Finding a Job in the Boom
By Jessica Coles
Unemployment is at historic lows, often below or hovering around what is known by economists as “full employment.” But if you still can’t find a job, those rosy reports offer little comfort.
During the depths of the recession not too long ago, the difficulty in securing suitable, lasting employment in almost any sector was painful, but understandable. But with a still-accelerating economy generating low unemployment, job-seekers might begin to ask where the problem lies.
If you question that the issue might be with your skills, talents and experience, experts note you’re probably just competing with more people than ever. As thousands of jobs open up, thousands of applicants flood the job market. But depending upon your status — new to the market, mid-career or late-career — you are also facing a variety of factors employers use to gauge your credentials.
In an era of automated résumé review technology — in which systems seek out keywords from résumés, and job boards that make it easy for job-seekers to apply in rapid succession — much gets lost, including the character and personality of applicants.
You can outsmart the bots, however, by ensuring your resume is stripped of formatting such as charts and tables that look great but don’t make sense in an automated review. Use job titles and position numbers in your headline to directly connect you to specific jobs and optimize by repeating keywords you see in job descriptions and deleting others to maximize your visibility.
So how else can you improve your odds and increase your visibility? Career experts offer the following tips:
Customize: Take the time to tinker with your resume and tweak it with keywords you notice in job descriptions and the skills and talents you have that the employer seeks. Also, don’t neglect the cover letter, which can have greater impact in an auto- mated process.
Review: Your résumé should not just be a summary of your past titles, dates of employment, education and skills. Employers want brief, clear examples of how your particular talents met the challenges of an organization’s goals. Make sure your résumé tells that story.

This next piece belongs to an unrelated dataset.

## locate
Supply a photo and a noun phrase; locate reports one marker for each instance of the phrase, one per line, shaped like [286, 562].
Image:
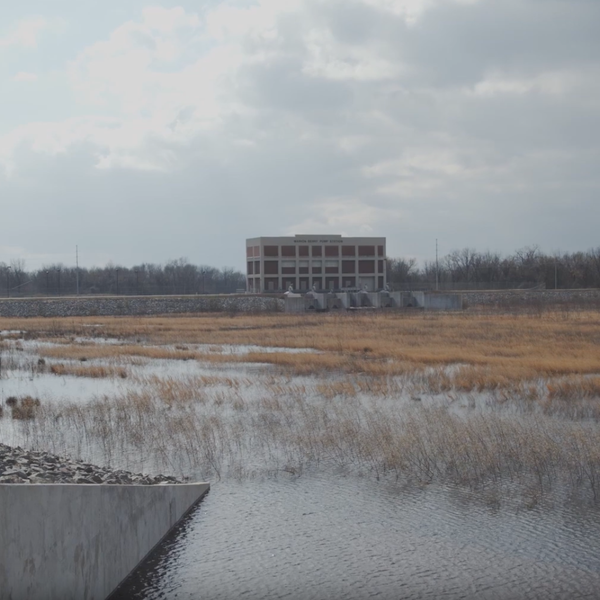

Network: Increase your visibility by showing up frequently online and in person on sites such as LinkedIn and other social media platforms as well as live networking events where you can expand your connections.
Be Yourself: Apply for and be honest and enthusiastic at those positions where you know you’re qualified.
Make sure your presentations — on your résumé, during phone conversations and in person — reflect those expressions. That will both resonate with potential employers and increase the odds you’ll land in a job you truly love.
HOT JOB PROFILE
MEDICAL ASSISTANTS 2018 median pay: $33,610 per year ($16.16/hr.) Number of jobs in 2018: 686,600
Job outlook, 2018-28: 23% (much faster than average)
Employment change, 2018-28: 154,900 The role: Medical assistants complete administrative and clinical tasks in hospitals, offices of physicians, and other healthcare facilities.
Education required: Most medical assistants have post secondary education, such as a certificate. Others enter the occupation with a high school diploma and learn through on-the-job training. The need: As the baby-boom population ages and demand for care grows, physicians will hire more assistants to perform routine administrative and clinical duties, allowing the physicians to see more patients.